Another Professor with a Loyalty Requirement

A bizarre controversy has been unfolding the past few weeks at Iowa State University where a professor threw a student out of her class because he disagreed with her political views.

Student Jay Gardner, 38, took a graduate class on “Ethnicity, Class and the Media” from professor Tracy Owens-Patton. After a few weeks, Owens-Patton threw Gardner out of her class on the grounds that he was a white supremacist who was disrupting her course.

Among other things, Owens-Patton complained that in class Gardner defended racial profiling, pointing out that African Americans commit more crimes. Owens-Patton also said that Gardner criticized the Martin Luther King Jr. holiday — a charge that Gardner denies.

Gardner told the Desmoines Register,

If you’re going to make claims that white America is intentionally suppressing, holding down, oppressing African-Americans . . . you have to let some students give their opinions on it, and that wasn’t happening.

Owens-Patton also complained that in a discussion Gardner said that he was biased against minorities, but Gardner told the Ames Tribune,

Patton asked if we had any problems with stereotyping and others, and I gave both pros and cons for stereotyping.

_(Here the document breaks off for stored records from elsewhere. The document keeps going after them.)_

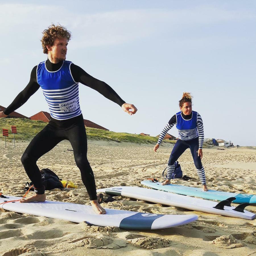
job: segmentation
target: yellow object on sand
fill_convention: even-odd
[[[61,183],[64,187],[67,188],[77,188],[78,186],[75,185],[74,183],[70,180],[61,180]]]

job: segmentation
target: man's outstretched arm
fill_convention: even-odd
[[[32,69],[30,80],[25,88],[21,91],[11,104],[3,111],[0,112],[0,117],[5,117],[22,106],[40,87],[36,80],[36,67]]]
[[[132,104],[126,103],[105,82],[97,79],[86,73],[82,69],[71,64],[70,67],[74,80],[98,92],[107,99],[118,104],[124,111],[130,115],[135,114],[137,109]]]

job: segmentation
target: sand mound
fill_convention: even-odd
[[[211,242],[211,243],[219,247],[226,249],[231,249],[232,248],[242,247],[243,246],[243,244],[237,243],[237,241],[236,239],[230,235],[222,236],[218,237]]]

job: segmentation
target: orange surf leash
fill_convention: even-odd
[[[26,193],[25,193],[24,195],[23,196],[23,197],[21,199],[18,199],[17,200],[12,200],[11,201],[7,201],[5,202],[3,202],[3,203],[1,203],[1,204],[0,204],[0,205],[4,204],[6,204],[7,203],[10,203],[11,202],[18,201],[20,201],[21,200],[22,200],[22,199],[23,199],[23,198],[24,198],[26,197],[27,195],[28,194],[28,191],[34,186],[34,185],[32,185],[31,186],[31,187],[30,187],[29,188],[28,190],[28,191],[27,191],[26,192]],[[2,194],[3,194],[2,193],[0,193],[0,196],[1,196],[1,195]]]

I said that some probably use stereotyping as a quick way to communicate since people tend to think in schemas or generalizations.

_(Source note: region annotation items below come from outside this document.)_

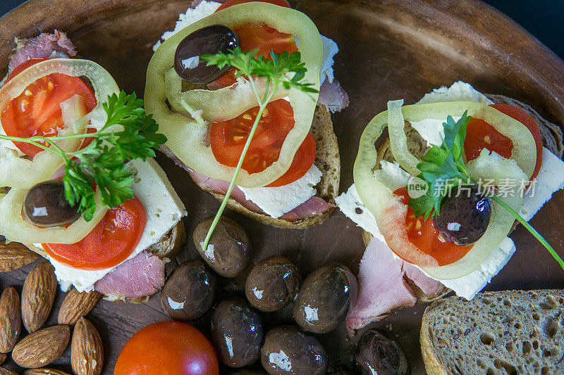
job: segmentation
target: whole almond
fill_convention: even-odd
[[[59,310],[59,324],[73,326],[78,319],[87,315],[100,300],[102,294],[78,291],[73,287],[66,295]]]
[[[22,291],[22,319],[30,333],[47,320],[56,289],[55,269],[49,262],[38,264],[25,279]]]
[[[68,326],[53,326],[24,337],[13,348],[12,359],[21,367],[37,369],[63,354],[70,338]]]
[[[0,375],[18,375],[18,373],[0,367]]]
[[[0,272],[17,269],[39,259],[39,255],[18,242],[0,241]]]
[[[21,331],[20,296],[10,286],[4,289],[0,297],[0,352],[11,352]]]
[[[104,365],[100,335],[86,318],[78,319],[70,344],[70,365],[77,375],[99,375]]]
[[[54,369],[30,369],[23,371],[23,375],[70,375],[68,372]]]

When it comes to deciding who to believe, Owens-Patton did not help herself by apparently lying in her complaint about Gardner. In her complaint addressed to her superiors at ISU, Owens-Patton claimed that police told her that Gardner “could be a third person” in a new white supremacist movement at ISU.

The only problem is that the police officer she cited, Capt. Gene Deisinger, told the Des Moines Register that, “There are no police reports that I know of, nor any groups that have identified themselves as white supremacists at Iowa State.”

The best summation of this controversy came from ISU vice provost Howard Shapiro who told the Des Moines Register,

Whose right it is to determine what is taught in the class and how it’s conducted is the professors’. It’s not a democracy. It’s a classroom.

Apparently once students step into a classroom at ISU, they leave democracy behind and enter a mini-totalitarian state where the whims and dictates of morons like Owens-Patton have absolute authority to quash any dissent. So much for that vaunted ideal of academic freedom.

Source:

White student fights removal from ISU class Staci Hupp, DesMoines Register, May 22, 2002.

ISU grad student denies making ethnic comments. Jason Kristufek, Ames Tribune, June 4, 2002.

Ames police unaware of racist group. Staci Hupp, DesMoines Register, May 24, 2002.